4

Is it possible to run code located in Google Cloud Datalab on Dataproc clusters?

The idea is to use the great interactivity and interface by Datalab to run Apache Spark code.

jaycode
  • 2,926
  • 5
  • 35
  • 71

2 Answers2

3

This is on our radar but not yet fully enabled as an init action for a Dataproc cluster.

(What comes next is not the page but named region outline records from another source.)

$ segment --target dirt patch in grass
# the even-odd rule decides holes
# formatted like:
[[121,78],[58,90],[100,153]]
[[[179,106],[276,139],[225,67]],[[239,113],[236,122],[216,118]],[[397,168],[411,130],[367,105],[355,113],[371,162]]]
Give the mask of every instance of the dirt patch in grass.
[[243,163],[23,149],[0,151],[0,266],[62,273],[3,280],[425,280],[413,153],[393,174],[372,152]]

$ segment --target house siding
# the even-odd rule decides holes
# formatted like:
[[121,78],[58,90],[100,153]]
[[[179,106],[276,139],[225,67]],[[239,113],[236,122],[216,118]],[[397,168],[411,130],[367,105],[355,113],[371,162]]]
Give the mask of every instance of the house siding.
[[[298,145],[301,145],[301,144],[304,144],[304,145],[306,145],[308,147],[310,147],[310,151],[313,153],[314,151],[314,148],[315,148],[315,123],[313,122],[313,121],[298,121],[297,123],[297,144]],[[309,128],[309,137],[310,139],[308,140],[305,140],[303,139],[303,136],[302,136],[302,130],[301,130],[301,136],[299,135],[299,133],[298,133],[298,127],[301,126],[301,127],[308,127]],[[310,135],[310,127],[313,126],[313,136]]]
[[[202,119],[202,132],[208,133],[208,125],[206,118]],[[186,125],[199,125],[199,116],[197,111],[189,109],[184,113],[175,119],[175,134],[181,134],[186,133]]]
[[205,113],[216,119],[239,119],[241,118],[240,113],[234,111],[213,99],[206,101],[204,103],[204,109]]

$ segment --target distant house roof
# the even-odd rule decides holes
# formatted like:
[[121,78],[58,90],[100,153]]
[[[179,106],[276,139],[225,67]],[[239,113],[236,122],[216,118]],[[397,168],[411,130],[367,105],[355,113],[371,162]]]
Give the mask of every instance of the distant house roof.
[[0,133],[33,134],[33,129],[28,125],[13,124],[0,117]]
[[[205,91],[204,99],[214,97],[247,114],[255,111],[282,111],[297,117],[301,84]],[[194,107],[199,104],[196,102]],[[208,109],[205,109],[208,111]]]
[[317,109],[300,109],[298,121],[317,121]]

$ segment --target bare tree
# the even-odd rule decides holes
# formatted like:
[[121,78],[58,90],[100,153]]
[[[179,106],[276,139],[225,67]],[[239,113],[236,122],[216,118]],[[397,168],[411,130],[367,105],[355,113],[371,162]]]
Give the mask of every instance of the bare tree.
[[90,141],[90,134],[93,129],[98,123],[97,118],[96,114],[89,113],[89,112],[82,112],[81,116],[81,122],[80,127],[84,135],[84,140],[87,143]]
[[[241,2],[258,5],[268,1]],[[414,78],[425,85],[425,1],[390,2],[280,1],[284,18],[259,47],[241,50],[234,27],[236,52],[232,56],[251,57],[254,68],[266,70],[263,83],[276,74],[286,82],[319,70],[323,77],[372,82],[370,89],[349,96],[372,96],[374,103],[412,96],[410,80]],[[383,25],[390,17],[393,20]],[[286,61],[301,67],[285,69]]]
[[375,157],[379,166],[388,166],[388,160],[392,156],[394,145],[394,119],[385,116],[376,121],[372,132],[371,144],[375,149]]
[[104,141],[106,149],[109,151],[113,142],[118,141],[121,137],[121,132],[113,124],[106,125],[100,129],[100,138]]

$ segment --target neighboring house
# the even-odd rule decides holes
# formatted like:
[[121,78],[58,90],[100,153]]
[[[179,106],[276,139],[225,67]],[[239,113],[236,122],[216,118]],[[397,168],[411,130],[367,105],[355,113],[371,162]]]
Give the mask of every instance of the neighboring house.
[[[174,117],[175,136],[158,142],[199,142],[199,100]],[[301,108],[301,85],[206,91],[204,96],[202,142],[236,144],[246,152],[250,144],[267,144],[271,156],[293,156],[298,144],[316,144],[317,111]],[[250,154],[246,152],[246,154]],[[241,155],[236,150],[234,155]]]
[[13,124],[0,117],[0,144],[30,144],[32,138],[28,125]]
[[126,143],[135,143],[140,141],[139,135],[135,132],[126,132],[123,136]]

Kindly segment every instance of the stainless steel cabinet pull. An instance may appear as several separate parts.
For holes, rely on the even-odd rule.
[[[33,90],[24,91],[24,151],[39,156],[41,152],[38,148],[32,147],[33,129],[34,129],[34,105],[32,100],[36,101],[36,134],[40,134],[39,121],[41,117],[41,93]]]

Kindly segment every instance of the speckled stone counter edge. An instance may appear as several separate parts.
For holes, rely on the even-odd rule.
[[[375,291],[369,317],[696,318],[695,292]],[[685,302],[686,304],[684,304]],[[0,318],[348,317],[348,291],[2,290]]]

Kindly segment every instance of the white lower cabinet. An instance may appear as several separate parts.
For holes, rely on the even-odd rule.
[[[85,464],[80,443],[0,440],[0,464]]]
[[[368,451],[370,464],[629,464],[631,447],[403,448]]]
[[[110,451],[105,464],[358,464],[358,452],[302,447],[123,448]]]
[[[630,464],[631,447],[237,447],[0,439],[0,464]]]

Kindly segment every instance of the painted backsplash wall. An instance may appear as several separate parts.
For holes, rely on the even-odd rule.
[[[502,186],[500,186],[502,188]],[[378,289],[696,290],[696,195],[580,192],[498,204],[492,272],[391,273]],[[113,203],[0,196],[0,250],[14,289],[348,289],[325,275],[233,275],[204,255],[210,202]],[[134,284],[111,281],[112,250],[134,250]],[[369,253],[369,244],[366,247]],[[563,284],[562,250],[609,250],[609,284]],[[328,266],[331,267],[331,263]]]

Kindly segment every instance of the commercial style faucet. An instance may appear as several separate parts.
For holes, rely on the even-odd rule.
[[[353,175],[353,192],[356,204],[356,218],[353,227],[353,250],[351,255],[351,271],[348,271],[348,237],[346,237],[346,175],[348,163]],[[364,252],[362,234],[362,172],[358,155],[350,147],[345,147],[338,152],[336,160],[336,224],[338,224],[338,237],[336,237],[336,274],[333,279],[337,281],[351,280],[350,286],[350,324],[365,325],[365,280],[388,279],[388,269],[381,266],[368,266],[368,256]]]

Thanks. Dinesh Kulkarni Product Manager, Datalab & Machine Learning, GCP

Dinesh
  • 421
  • 2
  • 7
1

Now it is possible, just create a dataproc cluster using this command:

gcloud dataproc clusters create $CLUSTERNAME \
    --project $PROJECT \
    --num-workers $WORKERS \
    --bucket $BUCKET \
    --metadata startup-script-url=gs://$BUCKET/setup/setup_env.sh,BUCKET=$BUCKET \
    --master-machine-type $VMMASTER \
    --worker-machine-type $VMWORKER \
    --initialization-actions \
         gs://dataproc-initialization-actions/datalab/datalab.sh \
    --scopes cloud-platform

To make it even easier you can use this script: https://github.com/kanjih-ciandt/script-dataproc-datalab/tree/master

hkanjih
  • 1,271
  • 1
  • 11
  • 29